The memory of a computer is usually split up into 4 main sections.
The code segment contains the compiled machine instructions and is read only to ensure you can't accidentally overwrite your code at runtime.
The data segment contains any global and static variables.
The stack stores local variables, function parameters, and return addresses. The stack typically grows downward towards lower addresses in memory and is automatically managed, (ie. the addresses are freed when functions return).
The heap is used for dynamically allocated memory (ie. malloc in C and new in C++). The heap typically grows upwards towards higher addresses in memory and is manually managed, (ie. you must free the memory when you're done with it).
When a program accesses memory that has already been freed, the contents at that location are undefined because the system may have reallocated that memory for other purposes. Pointers pointing to this freed memory are called dangling pointers.
int *i = new int;
*i = 5;
delete i;
cout << *i << endl;
Here, i points to memory that has been deallocated. Accessing or writing to it can produce unexpected results.
To prevent using freed memory, you can set the pointer to NULL after deletion.
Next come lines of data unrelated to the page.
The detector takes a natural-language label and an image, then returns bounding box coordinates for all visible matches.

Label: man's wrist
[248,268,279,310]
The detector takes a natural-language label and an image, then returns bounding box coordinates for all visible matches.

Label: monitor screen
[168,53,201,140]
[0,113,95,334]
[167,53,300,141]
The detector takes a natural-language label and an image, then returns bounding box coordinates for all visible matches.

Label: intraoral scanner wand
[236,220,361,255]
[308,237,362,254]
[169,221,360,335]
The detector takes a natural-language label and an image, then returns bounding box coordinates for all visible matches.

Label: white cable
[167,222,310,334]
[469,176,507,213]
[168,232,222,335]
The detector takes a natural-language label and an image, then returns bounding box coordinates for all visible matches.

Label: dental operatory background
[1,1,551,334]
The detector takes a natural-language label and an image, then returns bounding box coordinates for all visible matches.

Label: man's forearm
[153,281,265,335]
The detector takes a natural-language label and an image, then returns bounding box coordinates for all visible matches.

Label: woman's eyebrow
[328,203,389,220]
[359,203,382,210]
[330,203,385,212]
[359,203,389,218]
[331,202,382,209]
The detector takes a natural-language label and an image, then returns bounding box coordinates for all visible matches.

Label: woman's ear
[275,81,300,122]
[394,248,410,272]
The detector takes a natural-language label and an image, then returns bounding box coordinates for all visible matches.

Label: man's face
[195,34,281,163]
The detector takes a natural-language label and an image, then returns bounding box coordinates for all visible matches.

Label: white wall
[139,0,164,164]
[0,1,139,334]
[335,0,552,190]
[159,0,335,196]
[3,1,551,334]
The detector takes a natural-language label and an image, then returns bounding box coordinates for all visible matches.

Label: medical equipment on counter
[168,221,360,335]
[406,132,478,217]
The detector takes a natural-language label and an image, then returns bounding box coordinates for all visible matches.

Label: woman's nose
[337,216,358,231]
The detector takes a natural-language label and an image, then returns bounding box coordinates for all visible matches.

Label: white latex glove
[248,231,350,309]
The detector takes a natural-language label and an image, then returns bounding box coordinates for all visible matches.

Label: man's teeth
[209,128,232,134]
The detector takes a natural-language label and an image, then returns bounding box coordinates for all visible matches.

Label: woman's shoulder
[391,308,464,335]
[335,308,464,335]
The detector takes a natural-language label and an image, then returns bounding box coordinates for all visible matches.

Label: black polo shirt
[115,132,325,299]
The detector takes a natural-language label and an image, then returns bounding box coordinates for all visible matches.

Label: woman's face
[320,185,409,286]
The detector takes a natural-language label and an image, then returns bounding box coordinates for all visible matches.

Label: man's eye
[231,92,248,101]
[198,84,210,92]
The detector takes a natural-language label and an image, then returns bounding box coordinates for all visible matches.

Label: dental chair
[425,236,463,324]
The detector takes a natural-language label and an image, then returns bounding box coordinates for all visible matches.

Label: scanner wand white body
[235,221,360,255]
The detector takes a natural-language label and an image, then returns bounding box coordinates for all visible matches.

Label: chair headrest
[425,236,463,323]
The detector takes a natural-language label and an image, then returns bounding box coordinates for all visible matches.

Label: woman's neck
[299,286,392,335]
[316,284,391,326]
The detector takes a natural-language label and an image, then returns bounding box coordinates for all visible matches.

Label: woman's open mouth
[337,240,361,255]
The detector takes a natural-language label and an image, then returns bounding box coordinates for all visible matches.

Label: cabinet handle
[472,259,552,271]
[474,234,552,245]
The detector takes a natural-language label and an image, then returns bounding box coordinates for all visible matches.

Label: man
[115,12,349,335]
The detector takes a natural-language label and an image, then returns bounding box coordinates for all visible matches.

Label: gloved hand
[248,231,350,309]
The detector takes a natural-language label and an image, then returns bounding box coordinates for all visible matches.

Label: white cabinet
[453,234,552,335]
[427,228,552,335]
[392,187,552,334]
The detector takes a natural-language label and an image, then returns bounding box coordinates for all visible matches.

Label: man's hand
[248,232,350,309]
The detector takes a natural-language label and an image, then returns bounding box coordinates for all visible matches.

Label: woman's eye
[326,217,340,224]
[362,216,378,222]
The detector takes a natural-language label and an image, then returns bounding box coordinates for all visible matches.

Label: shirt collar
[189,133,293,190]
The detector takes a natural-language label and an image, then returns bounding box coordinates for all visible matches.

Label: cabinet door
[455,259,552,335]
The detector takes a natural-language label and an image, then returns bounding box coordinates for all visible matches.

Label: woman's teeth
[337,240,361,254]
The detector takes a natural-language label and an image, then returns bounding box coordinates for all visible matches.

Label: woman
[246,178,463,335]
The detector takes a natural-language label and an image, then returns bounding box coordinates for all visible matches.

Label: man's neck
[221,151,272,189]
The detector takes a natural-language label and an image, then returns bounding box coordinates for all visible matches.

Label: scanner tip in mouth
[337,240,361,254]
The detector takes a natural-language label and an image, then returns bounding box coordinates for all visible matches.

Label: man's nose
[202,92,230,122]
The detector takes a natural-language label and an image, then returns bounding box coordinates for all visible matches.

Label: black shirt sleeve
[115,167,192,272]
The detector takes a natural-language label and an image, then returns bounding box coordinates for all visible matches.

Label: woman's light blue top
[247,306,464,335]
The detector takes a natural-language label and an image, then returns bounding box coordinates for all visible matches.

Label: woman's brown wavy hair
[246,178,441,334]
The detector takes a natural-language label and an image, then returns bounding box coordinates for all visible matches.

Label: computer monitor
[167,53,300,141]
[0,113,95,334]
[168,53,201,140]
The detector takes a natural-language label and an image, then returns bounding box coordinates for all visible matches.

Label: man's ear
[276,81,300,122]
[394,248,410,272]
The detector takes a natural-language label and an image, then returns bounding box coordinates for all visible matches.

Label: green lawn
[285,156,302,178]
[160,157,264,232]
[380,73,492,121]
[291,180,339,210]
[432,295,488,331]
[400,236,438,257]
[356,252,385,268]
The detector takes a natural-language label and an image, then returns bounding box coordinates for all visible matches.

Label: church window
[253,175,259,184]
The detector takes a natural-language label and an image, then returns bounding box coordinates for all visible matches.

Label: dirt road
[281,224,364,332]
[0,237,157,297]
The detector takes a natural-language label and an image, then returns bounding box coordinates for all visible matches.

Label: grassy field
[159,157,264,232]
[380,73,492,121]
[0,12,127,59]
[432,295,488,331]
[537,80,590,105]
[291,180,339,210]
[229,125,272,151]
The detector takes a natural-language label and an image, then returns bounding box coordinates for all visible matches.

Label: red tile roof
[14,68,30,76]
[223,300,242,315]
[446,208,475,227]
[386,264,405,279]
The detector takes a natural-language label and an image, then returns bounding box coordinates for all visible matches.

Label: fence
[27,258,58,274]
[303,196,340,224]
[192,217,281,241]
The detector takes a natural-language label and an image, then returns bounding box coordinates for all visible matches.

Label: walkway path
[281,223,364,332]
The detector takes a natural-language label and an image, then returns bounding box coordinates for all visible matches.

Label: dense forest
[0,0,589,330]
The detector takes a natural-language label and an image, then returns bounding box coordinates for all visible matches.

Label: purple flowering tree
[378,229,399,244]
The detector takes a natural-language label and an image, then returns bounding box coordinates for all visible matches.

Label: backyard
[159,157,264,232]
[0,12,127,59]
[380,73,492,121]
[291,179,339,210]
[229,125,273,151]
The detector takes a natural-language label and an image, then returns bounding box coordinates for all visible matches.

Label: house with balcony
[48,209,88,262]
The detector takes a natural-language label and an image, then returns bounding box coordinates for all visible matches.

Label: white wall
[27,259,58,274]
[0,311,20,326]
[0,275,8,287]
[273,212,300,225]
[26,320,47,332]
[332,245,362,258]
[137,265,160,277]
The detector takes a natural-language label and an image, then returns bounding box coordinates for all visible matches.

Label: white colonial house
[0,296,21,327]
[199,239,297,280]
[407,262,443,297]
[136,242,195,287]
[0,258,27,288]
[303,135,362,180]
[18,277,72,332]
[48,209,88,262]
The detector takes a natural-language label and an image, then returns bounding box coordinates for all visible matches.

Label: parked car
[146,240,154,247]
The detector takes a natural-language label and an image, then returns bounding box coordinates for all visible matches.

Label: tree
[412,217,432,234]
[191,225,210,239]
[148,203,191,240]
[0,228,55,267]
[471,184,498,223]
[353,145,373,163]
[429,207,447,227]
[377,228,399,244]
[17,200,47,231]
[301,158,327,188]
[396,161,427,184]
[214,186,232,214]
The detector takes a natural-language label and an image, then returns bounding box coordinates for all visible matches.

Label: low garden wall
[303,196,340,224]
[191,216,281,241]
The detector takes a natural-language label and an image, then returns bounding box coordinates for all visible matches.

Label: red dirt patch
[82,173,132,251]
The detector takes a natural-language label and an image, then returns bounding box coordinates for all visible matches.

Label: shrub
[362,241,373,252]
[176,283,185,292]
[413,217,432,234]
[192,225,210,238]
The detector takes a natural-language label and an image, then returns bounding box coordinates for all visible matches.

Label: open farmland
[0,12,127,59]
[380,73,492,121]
This way, dereferencing it will trigger a crash (e.g., segmentation fault), making the bug easier to detect:
int *i = new int;
*i = 5;
delete i;
i = NULL;
cout << *i << endl; // Seg fault
When a program loses access to allocated space before it has been freed (ie. by reassigning a pointer), the space can no loner be referenced, or freed. This memory therefore remains marked as allocated for the lifetime of the program. Typically memory leaks occur with memory on the heap.
int *i = new int;
int b = 2
*i = 5;
i = &b;
The original address of
iwas lost and can no longer be freed causing a memory leak